Moms are complete paradoxes.
On the one hand, we are confident that we’re doing a great job and have everything figured out. On the other hand, we often find ourselves staring in bewilderment at the child with a crayon in her mouth and wonder how we’re going to transform that into a well-adjusted, capable adult.
And yet, despite the fact that none of us really knows what she’s doing, we still feel compelled to give our unsolicited opinion:
“Have you tried Attachment Parenting? CIO? Cloth diapers? Goat’s milk? Soy milk? Almond milk? The Ferber Method? The 5 S’s? Coconut oil?” (Why is the answer always coconut oil?!)
Or—worse yet—we judge.
“Well, if she’d tried [insert fad method here], her kid would eat vegetables.”
“Maybe if her husband was more involved they wouldn’t be having a discipline problem.”
“See, that’s why we sleep trained.”
When we judge other moms, we sometimes forget that they’re just doing whatever it takes to make them feel like a better parent. Whether that’s bottle or breastfeeding, co-sleeping or CIO, cloth diapers or disposable. They’re just trying to be the best mom that they (not you, me, or anybody else) can be.
It’s About Priorities
Not too long ago, I was on the phone with a good friend of mine. She mentioned hearing someone say that they tried to breastfeed, but stopped because they “weren’t producing enough.” Now, my friend and I both know that it’s normal to feel like you’re not producing much. After the initial engorgement, there is a sudden drop in supply and pumping output isn’t an indication of how much milk your baby is getting. Based on what she and I know, 97% of women are able to breastfeed. It’s hard work at first, but totally doable.

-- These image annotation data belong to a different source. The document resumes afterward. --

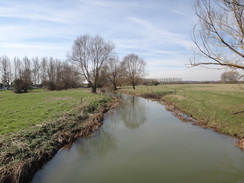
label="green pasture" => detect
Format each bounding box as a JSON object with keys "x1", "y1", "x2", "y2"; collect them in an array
[{"x1": 0, "y1": 89, "x2": 99, "y2": 135}]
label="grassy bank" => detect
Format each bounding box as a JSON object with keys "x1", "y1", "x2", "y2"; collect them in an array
[
  {"x1": 120, "y1": 84, "x2": 244, "y2": 139},
  {"x1": 0, "y1": 89, "x2": 115, "y2": 182}
]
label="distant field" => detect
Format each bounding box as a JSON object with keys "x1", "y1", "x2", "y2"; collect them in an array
[
  {"x1": 0, "y1": 89, "x2": 98, "y2": 135},
  {"x1": 121, "y1": 84, "x2": 244, "y2": 138}
]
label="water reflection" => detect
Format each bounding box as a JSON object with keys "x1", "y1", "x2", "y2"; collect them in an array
[
  {"x1": 33, "y1": 95, "x2": 244, "y2": 183},
  {"x1": 113, "y1": 96, "x2": 147, "y2": 129},
  {"x1": 75, "y1": 125, "x2": 116, "y2": 158}
]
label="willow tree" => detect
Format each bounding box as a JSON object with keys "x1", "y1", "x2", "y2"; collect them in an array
[
  {"x1": 122, "y1": 53, "x2": 146, "y2": 89},
  {"x1": 69, "y1": 35, "x2": 115, "y2": 93},
  {"x1": 190, "y1": 0, "x2": 244, "y2": 78}
]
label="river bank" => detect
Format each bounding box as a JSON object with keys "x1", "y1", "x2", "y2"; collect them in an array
[
  {"x1": 118, "y1": 84, "x2": 244, "y2": 150},
  {"x1": 0, "y1": 88, "x2": 116, "y2": 183}
]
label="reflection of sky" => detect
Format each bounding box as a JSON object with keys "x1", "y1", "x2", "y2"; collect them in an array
[
  {"x1": 33, "y1": 96, "x2": 244, "y2": 183},
  {"x1": 0, "y1": 0, "x2": 225, "y2": 80}
]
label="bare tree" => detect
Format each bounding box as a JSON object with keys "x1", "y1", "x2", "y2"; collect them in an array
[
  {"x1": 190, "y1": 0, "x2": 244, "y2": 75},
  {"x1": 0, "y1": 56, "x2": 12, "y2": 88},
  {"x1": 122, "y1": 53, "x2": 146, "y2": 89},
  {"x1": 40, "y1": 57, "x2": 48, "y2": 84},
  {"x1": 20, "y1": 57, "x2": 32, "y2": 93},
  {"x1": 104, "y1": 56, "x2": 126, "y2": 90},
  {"x1": 32, "y1": 57, "x2": 40, "y2": 86},
  {"x1": 69, "y1": 35, "x2": 114, "y2": 93},
  {"x1": 221, "y1": 71, "x2": 238, "y2": 83}
]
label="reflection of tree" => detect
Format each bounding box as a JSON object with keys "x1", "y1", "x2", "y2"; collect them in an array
[
  {"x1": 117, "y1": 96, "x2": 146, "y2": 129},
  {"x1": 76, "y1": 124, "x2": 116, "y2": 158}
]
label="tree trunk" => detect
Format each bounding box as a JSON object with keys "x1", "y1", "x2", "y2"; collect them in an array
[
  {"x1": 91, "y1": 86, "x2": 97, "y2": 93},
  {"x1": 114, "y1": 83, "x2": 117, "y2": 91}
]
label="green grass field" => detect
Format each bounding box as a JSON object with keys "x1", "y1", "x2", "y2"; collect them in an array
[
  {"x1": 0, "y1": 89, "x2": 99, "y2": 135},
  {"x1": 121, "y1": 84, "x2": 244, "y2": 138}
]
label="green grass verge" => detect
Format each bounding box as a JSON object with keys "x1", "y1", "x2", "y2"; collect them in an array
[
  {"x1": 118, "y1": 84, "x2": 244, "y2": 138},
  {"x1": 0, "y1": 89, "x2": 106, "y2": 135},
  {"x1": 0, "y1": 89, "x2": 110, "y2": 183}
]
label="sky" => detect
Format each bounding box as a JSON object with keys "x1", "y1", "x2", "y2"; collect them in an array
[{"x1": 0, "y1": 0, "x2": 227, "y2": 81}]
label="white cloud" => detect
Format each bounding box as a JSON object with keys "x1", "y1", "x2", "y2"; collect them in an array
[{"x1": 0, "y1": 0, "x2": 222, "y2": 79}]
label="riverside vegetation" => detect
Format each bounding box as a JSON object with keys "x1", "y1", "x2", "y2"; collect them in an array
[
  {"x1": 0, "y1": 89, "x2": 116, "y2": 182},
  {"x1": 120, "y1": 84, "x2": 244, "y2": 149}
]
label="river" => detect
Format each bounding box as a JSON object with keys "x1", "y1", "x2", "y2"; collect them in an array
[{"x1": 32, "y1": 95, "x2": 244, "y2": 183}]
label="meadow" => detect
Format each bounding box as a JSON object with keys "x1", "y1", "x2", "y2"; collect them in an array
[
  {"x1": 0, "y1": 89, "x2": 102, "y2": 135},
  {"x1": 120, "y1": 84, "x2": 244, "y2": 138},
  {"x1": 0, "y1": 89, "x2": 112, "y2": 182}
]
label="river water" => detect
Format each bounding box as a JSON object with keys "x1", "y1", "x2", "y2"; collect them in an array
[{"x1": 32, "y1": 95, "x2": 244, "y2": 183}]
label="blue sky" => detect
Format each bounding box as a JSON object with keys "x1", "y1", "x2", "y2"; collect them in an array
[{"x1": 0, "y1": 0, "x2": 224, "y2": 80}]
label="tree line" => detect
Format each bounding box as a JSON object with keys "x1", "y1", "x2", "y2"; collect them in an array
[
  {"x1": 0, "y1": 56, "x2": 81, "y2": 93},
  {"x1": 0, "y1": 35, "x2": 146, "y2": 93}
]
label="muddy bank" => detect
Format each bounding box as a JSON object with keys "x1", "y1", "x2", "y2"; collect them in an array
[
  {"x1": 0, "y1": 99, "x2": 118, "y2": 183},
  {"x1": 119, "y1": 90, "x2": 244, "y2": 150}
]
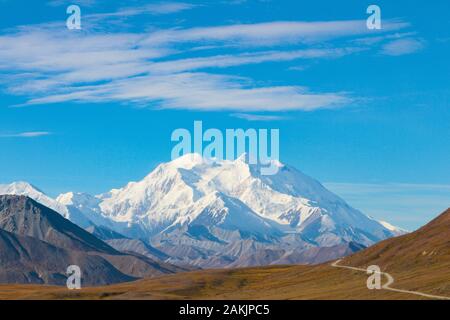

My friend expressed that she was disappointed that this woman wasn’t able to reach her goal. But I saw things a little differently. I told her that what that woman was really saying (probably without realizing it) is, “I chose not to prioritize breastfeeding.” If she had (like my friend and I did), she would have done the research/taken the class/talked to a doctor or lactation consultant and found out that, yes, she could breastfeed. But she chose to prioritize something else: time, energy, sex life, etc.
So, yes, moms might say that your advice “doesn’t work” for them or their family, but what they really mean is that it’s not a priority for them or their family.
AND THAT’S OKAY. We don’t all prioritize the same things.
For example, I chose to prioritize sleep. As a result, my daughter sleeps very well (12 hours a night). It’s tempting for me to force my sleeping guidelines on those women who say their child is still waking up at night, but then I remember all the sleepless nights I went through early on to get to this point. I can’t blame those other moms for having different priorities when their babies were 4 months old. (And I didn’t “get out of” dealing with sleep problems. I just dealt with them at a different time.)
Another friend of mine has a baby the same age as Bear (they are literally 2 days apart), who says far more words and was walking at 9 months. Her family chose to prioritize language acquisition and motor skills and, as a result, they understand what she is asking for while I’m still smiling and nodding at whatever “deehhh?” is.
For all I know, she may be tempted to shake her head in pity at how few words my daughter is saying, but I don’t feel like I am suffering. I’m totally happy with my priorities. And I’m sure she’s just as happy about hers.
Whatever Keeps You Sane
Now, I could switch up my priorities any time I want. But I can’t imagine spending most of my time drilling Bear on her letters and colors. I would be simultaneously exhausted and bored out of my skull. I’m an introvert, so I love being able to recharge my batteries with a book while my daughter plays (and she is not lacking for mommy time, believe me). I’m sure my friend enjoys teaching her kid how to speak and recognize colors. Maybe you love sharing a bed with your 3-year-old so you can soak up all those baby cuddles while they still want them.
And here’s the real shocker: Maybe, just maybe, you and every other mom on the planet knows what works and what doesn’t work for their own family.
Maybe you’re not a “better mom” than they are. Maybe you just have more time. More money. More energy.
Maybe you lucked out and got easy kids.
It Takes a Village to Support a Mom
Parenting is a tough gig, and we need all the help and support we can get. So, rather than telling your mom tribe everything they are doing wrong, build them up. Tell them what they are doing right.
And try not to get upset when you hear the judgy advice. Cuz who knows? That coconut oil just might work.